He rushed towards the door before remembering the barrier of salt that held him within these walls. He was quickly reminded as he reached for the doorknob, and felt the hot sick of purging threaten to climb his throat and rain out from his pores. It seemed so foolish a thing to be held by. Why could he simply not step over the glittering trail? He’d taken the stuff into his body and lived after all! It was a repulsion all his people shared. Whether it was rational or no, he knew he could not cross that line.
“Arabella will sweep a path for us when you’ve dressed.” Luciano assured him, ushering the boy away from the barrier.
“I’m already dressed.” Scarafaggio griped as he pulled at the shoulders of the bulky overcoat, which floated around him.
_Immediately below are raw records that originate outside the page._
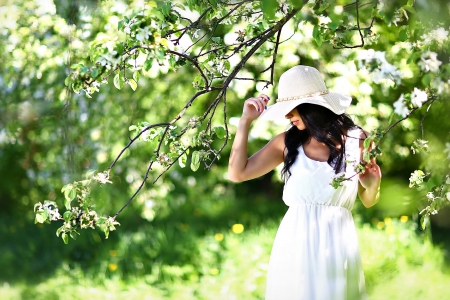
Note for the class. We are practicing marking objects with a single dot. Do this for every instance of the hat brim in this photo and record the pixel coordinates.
(335, 102)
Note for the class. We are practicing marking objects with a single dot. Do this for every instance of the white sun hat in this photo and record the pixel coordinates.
(304, 84)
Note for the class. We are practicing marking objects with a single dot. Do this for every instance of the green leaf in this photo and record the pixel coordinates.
(434, 181)
(120, 25)
(65, 238)
(148, 63)
(269, 7)
(67, 215)
(101, 220)
(367, 142)
(41, 216)
(89, 174)
(409, 8)
(136, 76)
(426, 79)
(413, 57)
(118, 81)
(403, 35)
(69, 195)
(58, 232)
(391, 117)
(195, 161)
(220, 132)
(316, 31)
(424, 221)
(317, 36)
(73, 235)
(132, 84)
(182, 160)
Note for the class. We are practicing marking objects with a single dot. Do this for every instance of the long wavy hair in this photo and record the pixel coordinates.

Luciano simply shook her head in retort.
“That’s a soldiers coat, and you my boy are no soldier. Go ahead and take it off so I can see what we have to work with.”
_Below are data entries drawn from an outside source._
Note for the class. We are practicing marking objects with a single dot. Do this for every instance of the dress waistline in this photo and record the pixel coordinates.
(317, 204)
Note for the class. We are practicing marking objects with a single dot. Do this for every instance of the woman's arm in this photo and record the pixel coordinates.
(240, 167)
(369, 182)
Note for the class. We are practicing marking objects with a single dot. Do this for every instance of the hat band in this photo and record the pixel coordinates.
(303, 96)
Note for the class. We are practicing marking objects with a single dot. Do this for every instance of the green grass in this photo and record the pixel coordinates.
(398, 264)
Scarafaggio did as he was told, letting the overcoat fall away to the floor.
Luciano put a hand thoughtfully upon her chin, looking over the boy’s slender frame.
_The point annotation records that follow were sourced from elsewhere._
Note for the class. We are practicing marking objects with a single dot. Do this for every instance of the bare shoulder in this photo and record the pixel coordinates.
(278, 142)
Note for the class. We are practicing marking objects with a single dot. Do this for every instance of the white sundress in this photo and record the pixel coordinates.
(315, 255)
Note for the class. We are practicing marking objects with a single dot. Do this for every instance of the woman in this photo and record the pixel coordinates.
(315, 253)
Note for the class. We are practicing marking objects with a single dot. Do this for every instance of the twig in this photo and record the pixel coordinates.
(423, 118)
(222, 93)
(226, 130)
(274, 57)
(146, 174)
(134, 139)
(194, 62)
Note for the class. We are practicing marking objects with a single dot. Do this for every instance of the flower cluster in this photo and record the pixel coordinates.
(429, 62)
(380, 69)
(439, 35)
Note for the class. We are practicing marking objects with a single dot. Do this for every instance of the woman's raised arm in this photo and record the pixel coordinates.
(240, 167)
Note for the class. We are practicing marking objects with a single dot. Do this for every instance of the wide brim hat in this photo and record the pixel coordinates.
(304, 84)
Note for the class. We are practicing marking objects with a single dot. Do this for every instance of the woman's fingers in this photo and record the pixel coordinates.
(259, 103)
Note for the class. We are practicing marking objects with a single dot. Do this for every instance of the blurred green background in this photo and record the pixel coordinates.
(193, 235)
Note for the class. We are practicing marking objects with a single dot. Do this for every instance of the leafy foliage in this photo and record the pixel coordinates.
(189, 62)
“Do we have any leathers that might fit him?” She asked Arabella.
“I might have some… from before the baby.” She remarked.
“That’ll be fine, they don’t have to be pretty, so long as they’ll fit under his clothes.” Luciano concurred as she threw open a large trunk pushed up against a wall. With shocking alacrity, and careless abandon she began pulling out vestments of various makes and colours. Most were militaristic, and age had wearied their threads, but they were clean, and would serve their purpose well enough.
Arabella disappeared down the hall, to retrieve the promised articles of clothing.
“What do you mean by leathers?” Scarafaggio asked, puzzling over the word. He knew well enough what leather was, but had never heard of it being worn as an underpinning beneath clothing before.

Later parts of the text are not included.